A project masterminded by Richard Curtis, famous for feelgood movies from Notting Hill to Bridget Jones’s diary, aims to spread the word about the goals, which aim to eradicate poverty and injustice and fight climate change, to “seven billion people in seven days”. Backed by Sawa, the global cinema advertising association, campaign organisers claim the new ad, set to be released in September, will be the first truly global cinema ad.

“We want to try to make sure everyone on the planet knows about this to-do list for the planet,” Curtis told an audience at Cannes Lions on Wednesday. It will be “an ad that everyone can understand ... a shared common experience ... I’m hoping that people will watch, laugh, share act.”

With a hashtag already agreed to be #wehaveaplan cinema goers in 30 countries will see the ad which has been created by a team at Aardman, the studios behind Wallace and Gromit. Other “Project Everyone” backers include ad man Sir John Hegarty and two screen stars Freida Pinto and Chiwetel Ejiofor.
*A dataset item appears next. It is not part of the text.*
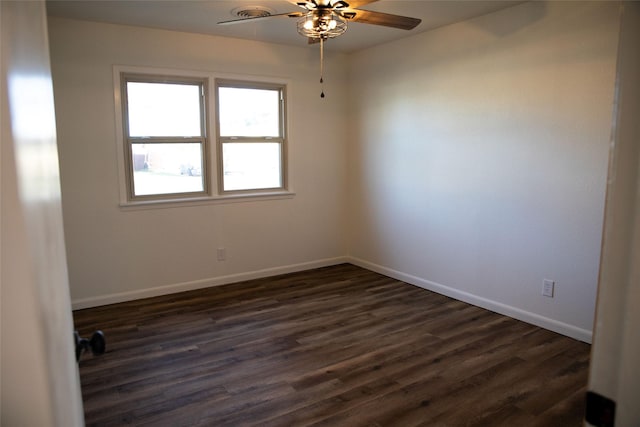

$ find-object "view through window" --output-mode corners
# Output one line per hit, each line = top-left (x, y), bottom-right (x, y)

Urging the audience of power brokers to act, Curtis said Wikipedia founder Jimmy Wales had promised to translate the goals in 293 languages as a way of making them widely understood.

“The Global Goals could be an amazingly important, effective and practical to-do list for the planet. In working together to achieve them we can be the first generation to end poverty, the most determined to fight injustice and inequality, and the last to live with the threat of climate change.”

He compared the aims with the fact that it took five years for the last lot of UN-backed goals – the Millennium Development Goals – to become famous.

John Hegarty said the ad industry gathered in Cannes had a role to play: “If you can engage and entertain people you get them to listen [more] than this constant stream of negativity.”

The goals, set to be agreed by 193 leaders in September, range from improving women’s rights around the world to encouraging the use of renewable resources and ending hunger.